While the DEFUSE proposal is not a conclusive evidence, many believe it was a blueprint for the construction of SARS2. It seems feasible that whatever the final goal would have been, that it escaped/was released from a lab prematurely.
I truly wonder what both parties are thinking right now.
Conclusion
The revelation of deceptive AI systems has caused quite some concern in the IT community. What has been seen as even more troubling is that methods to stop them were not working. In fact, the finding that trying to re-train them can make the situation worse was described as “potentially scary.”
Computerization and automation are increasingly used in synthetic biology. Yet, even in the context of GoF research, many are turning a blind eye to existing and emerging risks. Above, I tried to make the point that there is just no other way: GoF research will backlash with repercussions affecting especially those performing the work.
Some believe that SARS-CoV-2 is not a real virus. Let me emphasize that this is not the point here. Even if entity A collaborated with entity B to work on something they knew was a scam - which they, together could maliciously exploit - the above shows that NEITHER would be able to validate the legitimacy of the products or information sent by the other.
It is a technical impossibility, for reasons explained above and elsewhere (see e.g. my invited book chapter and my Biosafety and Health article).
But what we do know is that already decades ago, researchers knew of the deleterious potentials of misusing biology for the creation of biological weapons. This is why we had the Biological Weapons Convention!
It should be crystal clear now that even from a technological perspective, there is no reason whatsoever why anyone should be involved in any type of dangerous research. By its very nature, gain of function work is inherently susceptible to misuse. Technical aspects and AI drastically increase this risk.

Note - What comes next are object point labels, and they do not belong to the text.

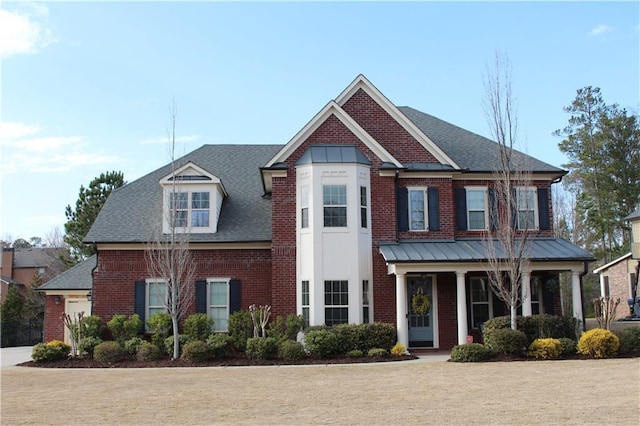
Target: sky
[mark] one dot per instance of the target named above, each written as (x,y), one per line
(87,87)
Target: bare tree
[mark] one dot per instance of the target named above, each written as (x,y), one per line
(506,240)
(168,257)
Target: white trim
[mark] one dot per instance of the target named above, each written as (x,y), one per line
(332,108)
(361,82)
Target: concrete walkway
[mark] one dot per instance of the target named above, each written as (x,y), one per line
(12,356)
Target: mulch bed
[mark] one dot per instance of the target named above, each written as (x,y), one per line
(235,361)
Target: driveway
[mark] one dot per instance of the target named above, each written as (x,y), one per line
(12,356)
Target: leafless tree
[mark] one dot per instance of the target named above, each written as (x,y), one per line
(507,239)
(168,257)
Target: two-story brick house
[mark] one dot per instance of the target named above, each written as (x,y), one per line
(366,206)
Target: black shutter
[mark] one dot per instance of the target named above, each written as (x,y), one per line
(543,208)
(234,296)
(461,209)
(201,297)
(402,208)
(493,209)
(434,209)
(139,299)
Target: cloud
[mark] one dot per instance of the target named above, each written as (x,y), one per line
(24,31)
(600,29)
(25,151)
(165,139)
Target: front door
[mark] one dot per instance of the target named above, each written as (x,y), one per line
(420,300)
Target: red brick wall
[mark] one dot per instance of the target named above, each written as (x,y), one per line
(113,285)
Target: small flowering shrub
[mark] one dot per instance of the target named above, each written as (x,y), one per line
(545,348)
(54,350)
(147,351)
(290,350)
(196,351)
(220,345)
(321,343)
(569,346)
(398,349)
(472,352)
(262,348)
(86,346)
(598,343)
(629,339)
(373,352)
(109,352)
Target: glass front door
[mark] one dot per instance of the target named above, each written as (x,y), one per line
(420,303)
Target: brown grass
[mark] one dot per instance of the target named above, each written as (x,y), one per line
(542,392)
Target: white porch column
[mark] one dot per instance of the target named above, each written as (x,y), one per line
(526,294)
(461,305)
(401,310)
(576,296)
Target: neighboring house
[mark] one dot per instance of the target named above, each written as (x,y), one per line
(366,207)
(68,293)
(20,267)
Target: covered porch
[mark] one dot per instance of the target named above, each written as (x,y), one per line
(447,270)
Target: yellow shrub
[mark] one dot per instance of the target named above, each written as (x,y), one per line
(398,349)
(598,343)
(545,348)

At the same time, they make it impossible for anyone to protect themselves. As there is so much push for collaboration and exchange of information, global elites must consider some sobering facts:
It would be impossible to say if it is entity A that makes itself vulnerable to entity B, or vice versa.
At the end, both could be shooting themselves in the foot.
The planned WHO/IHR amendments, pushing for the mandated sharing of pathogen information, are inevitably susceptible to the same types of vulnerabilities.
Overall, the novel and surprising risks of deceptive/malicious AI systems likewise apply to GoF research. In both cases (figure below), known attempts to detect or remove such risks are not working and instead could result in even more dangerous organisms of deception/biological weapons.